Thursday, April 30, 2009
So there comes a time between one night and 100 nights were sleep deprivation becomes severely detrimental to health and no one doubts it would be torture, except maybe the Marquis de Sade. It would difficult to draw the line betwee safe, non torture sleep deprivation nights, and too many sleepless nights constituting torture. I personally think it's about a dozen, but that's just me.
Just so with waterboarding. Dunking a restrained person in water or using a tube to introduce gallons of water up the subject's nose or down his or her throat so that actual drowning is a real possibility sounds a lot like torture. As this was used by the Inquisition and by others, including Japanese citizens during WWII, it almost certainly was torture, especially if it went on and on and on. In Viet Nam, I know that we and our allies would sometimes put a cloth over a restrained person's face and saturate it with water. This would simulate drowning and if done for short duration (less than a minute) and only for a limited number of times (like 6) per day, then the process would not lead to serious or severe problems in the psyche or body and the possibility of actual drowning would be so remote as to be inconsequential. It still wasn't pleasant and often got the subject talking, which is why we and our allies used it.
The recent method of waterboarding we routinely used during SERE training on our own guys, and which we have used against three guys in 2003, involve saran wrap over the face so that there is no possibility of water entering the nose, mouth or lungs and therefore no possibility of actual drowning. It is merely virtual drowning; your body thinks you're drowning even if you rationally know that's not possible.
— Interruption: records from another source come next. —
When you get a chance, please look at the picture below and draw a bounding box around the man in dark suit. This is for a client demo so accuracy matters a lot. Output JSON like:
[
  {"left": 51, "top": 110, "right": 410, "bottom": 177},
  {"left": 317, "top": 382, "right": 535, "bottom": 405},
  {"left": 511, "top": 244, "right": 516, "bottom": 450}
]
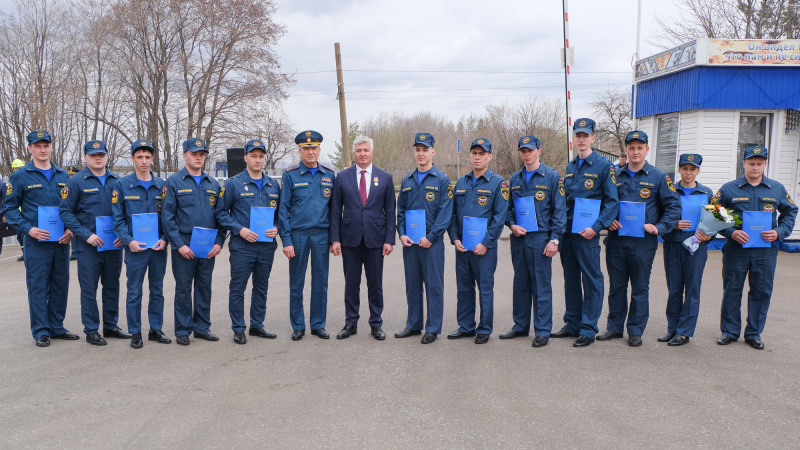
[{"left": 330, "top": 135, "right": 396, "bottom": 340}]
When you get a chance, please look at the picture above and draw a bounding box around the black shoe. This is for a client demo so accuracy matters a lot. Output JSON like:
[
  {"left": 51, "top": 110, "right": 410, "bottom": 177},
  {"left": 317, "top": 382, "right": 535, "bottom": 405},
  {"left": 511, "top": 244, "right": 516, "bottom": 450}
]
[
  {"left": 745, "top": 338, "right": 764, "bottom": 350},
  {"left": 195, "top": 332, "right": 219, "bottom": 341},
  {"left": 475, "top": 334, "right": 490, "bottom": 344},
  {"left": 249, "top": 327, "right": 277, "bottom": 339},
  {"left": 717, "top": 335, "right": 736, "bottom": 345},
  {"left": 447, "top": 329, "right": 476, "bottom": 339},
  {"left": 337, "top": 324, "right": 357, "bottom": 339},
  {"left": 657, "top": 331, "right": 677, "bottom": 342},
  {"left": 311, "top": 328, "right": 330, "bottom": 339},
  {"left": 596, "top": 331, "right": 624, "bottom": 341},
  {"left": 233, "top": 331, "right": 247, "bottom": 345},
  {"left": 628, "top": 335, "right": 643, "bottom": 347},
  {"left": 371, "top": 327, "right": 386, "bottom": 340},
  {"left": 292, "top": 330, "right": 305, "bottom": 340},
  {"left": 176, "top": 335, "right": 190, "bottom": 346},
  {"left": 668, "top": 335, "right": 690, "bottom": 346},
  {"left": 51, "top": 331, "right": 79, "bottom": 340},
  {"left": 573, "top": 335, "right": 594, "bottom": 347},
  {"left": 499, "top": 329, "right": 529, "bottom": 339},
  {"left": 395, "top": 328, "right": 422, "bottom": 338},
  {"left": 86, "top": 332, "right": 107, "bottom": 346},
  {"left": 35, "top": 335, "right": 50, "bottom": 347},
  {"left": 550, "top": 327, "right": 579, "bottom": 338},
  {"left": 532, "top": 336, "right": 549, "bottom": 347},
  {"left": 103, "top": 326, "right": 132, "bottom": 339},
  {"left": 421, "top": 332, "right": 437, "bottom": 344},
  {"left": 131, "top": 333, "right": 143, "bottom": 349},
  {"left": 17, "top": 255, "right": 24, "bottom": 262},
  {"left": 148, "top": 330, "right": 172, "bottom": 344}
]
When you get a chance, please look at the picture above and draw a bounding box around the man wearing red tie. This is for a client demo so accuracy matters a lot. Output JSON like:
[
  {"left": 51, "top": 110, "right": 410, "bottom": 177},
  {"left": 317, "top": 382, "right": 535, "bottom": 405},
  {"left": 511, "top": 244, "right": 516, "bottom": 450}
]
[{"left": 330, "top": 136, "right": 396, "bottom": 340}]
Again, then, the metrics which would change it from harsh, but not torture, into real torture is the duration of the virtual drowning and the number of times it is done in a day.
No harsh treatment we do merely to punish a person is acceptable and indeed harsh interrogation techniques are only allowable in the context of getting actionable intelligence from captured illegal combatants. There would come a time in waterboarding one of those guys when he would talk and nothing further needs to be done (the usual); or when it becomes clear that he can take it without talking and no additional 40 second virtual drowning 6 times a day will produce anything useful. Thus, there will always be an endpoint to it--either he talks or it becomes punishment of someone who will not talk; and we could probably find that endpoint in half a dozen sessions of 40 seconds.
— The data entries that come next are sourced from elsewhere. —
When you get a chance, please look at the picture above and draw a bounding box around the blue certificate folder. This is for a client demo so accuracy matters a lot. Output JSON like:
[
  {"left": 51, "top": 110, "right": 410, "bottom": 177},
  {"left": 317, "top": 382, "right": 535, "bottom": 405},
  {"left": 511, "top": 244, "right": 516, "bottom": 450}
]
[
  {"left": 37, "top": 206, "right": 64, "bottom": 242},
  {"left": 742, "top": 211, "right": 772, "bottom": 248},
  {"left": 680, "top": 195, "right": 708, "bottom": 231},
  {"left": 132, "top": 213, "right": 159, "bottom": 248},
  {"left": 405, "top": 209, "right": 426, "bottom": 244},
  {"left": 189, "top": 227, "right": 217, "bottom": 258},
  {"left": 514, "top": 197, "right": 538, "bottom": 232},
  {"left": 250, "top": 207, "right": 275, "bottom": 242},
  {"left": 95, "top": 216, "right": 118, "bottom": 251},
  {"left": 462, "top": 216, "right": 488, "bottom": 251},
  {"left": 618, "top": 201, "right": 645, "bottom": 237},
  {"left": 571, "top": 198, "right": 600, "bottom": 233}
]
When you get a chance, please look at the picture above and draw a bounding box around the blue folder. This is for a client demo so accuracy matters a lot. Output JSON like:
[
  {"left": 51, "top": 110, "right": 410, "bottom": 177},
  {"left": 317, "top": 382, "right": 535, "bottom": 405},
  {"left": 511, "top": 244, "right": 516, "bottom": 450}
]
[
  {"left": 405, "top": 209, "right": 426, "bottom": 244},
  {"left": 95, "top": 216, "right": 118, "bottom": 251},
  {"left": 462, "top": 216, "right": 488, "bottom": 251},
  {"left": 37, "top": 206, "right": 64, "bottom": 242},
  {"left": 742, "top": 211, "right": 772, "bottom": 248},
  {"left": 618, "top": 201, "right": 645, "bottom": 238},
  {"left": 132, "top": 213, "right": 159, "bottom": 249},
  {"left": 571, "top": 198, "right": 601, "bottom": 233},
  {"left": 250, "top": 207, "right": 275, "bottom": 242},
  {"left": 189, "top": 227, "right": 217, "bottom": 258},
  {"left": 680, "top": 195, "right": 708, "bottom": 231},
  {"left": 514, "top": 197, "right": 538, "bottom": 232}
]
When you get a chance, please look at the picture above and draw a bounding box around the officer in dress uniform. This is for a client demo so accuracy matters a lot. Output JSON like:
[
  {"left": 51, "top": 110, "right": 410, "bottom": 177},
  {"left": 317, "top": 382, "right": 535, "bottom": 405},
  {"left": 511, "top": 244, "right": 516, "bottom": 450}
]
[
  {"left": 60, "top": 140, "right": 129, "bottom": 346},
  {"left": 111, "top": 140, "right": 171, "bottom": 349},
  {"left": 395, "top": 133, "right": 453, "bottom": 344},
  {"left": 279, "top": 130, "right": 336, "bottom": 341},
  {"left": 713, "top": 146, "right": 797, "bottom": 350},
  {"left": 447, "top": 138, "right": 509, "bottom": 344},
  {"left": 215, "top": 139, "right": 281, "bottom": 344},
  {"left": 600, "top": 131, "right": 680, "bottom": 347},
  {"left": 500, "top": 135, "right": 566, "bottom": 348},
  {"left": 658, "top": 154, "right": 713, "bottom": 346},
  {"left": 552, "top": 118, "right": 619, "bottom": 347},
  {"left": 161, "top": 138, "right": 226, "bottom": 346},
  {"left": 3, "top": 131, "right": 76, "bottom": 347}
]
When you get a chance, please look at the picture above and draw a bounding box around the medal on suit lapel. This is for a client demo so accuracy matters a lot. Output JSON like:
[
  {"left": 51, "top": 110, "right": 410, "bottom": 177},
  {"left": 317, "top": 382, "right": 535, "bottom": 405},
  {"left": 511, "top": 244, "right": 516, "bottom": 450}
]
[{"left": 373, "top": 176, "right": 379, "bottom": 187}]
I can hold my breath for 40 seconds and I have no inordinate fear of water or drowning. I believe I could be waterboarded, as the guys in SERE are and the three terrorists were, and be fine. I don't think I could be really tortured and be fine. Real torture, by definition, doesn't leave you fine.
Our President last night said that he thinks waterboarding is torture. If he means the real attempted drowning I agree, but that was not the context. If he means what we did to Khalid Sheikh Mohammed, I disagree and I'm right.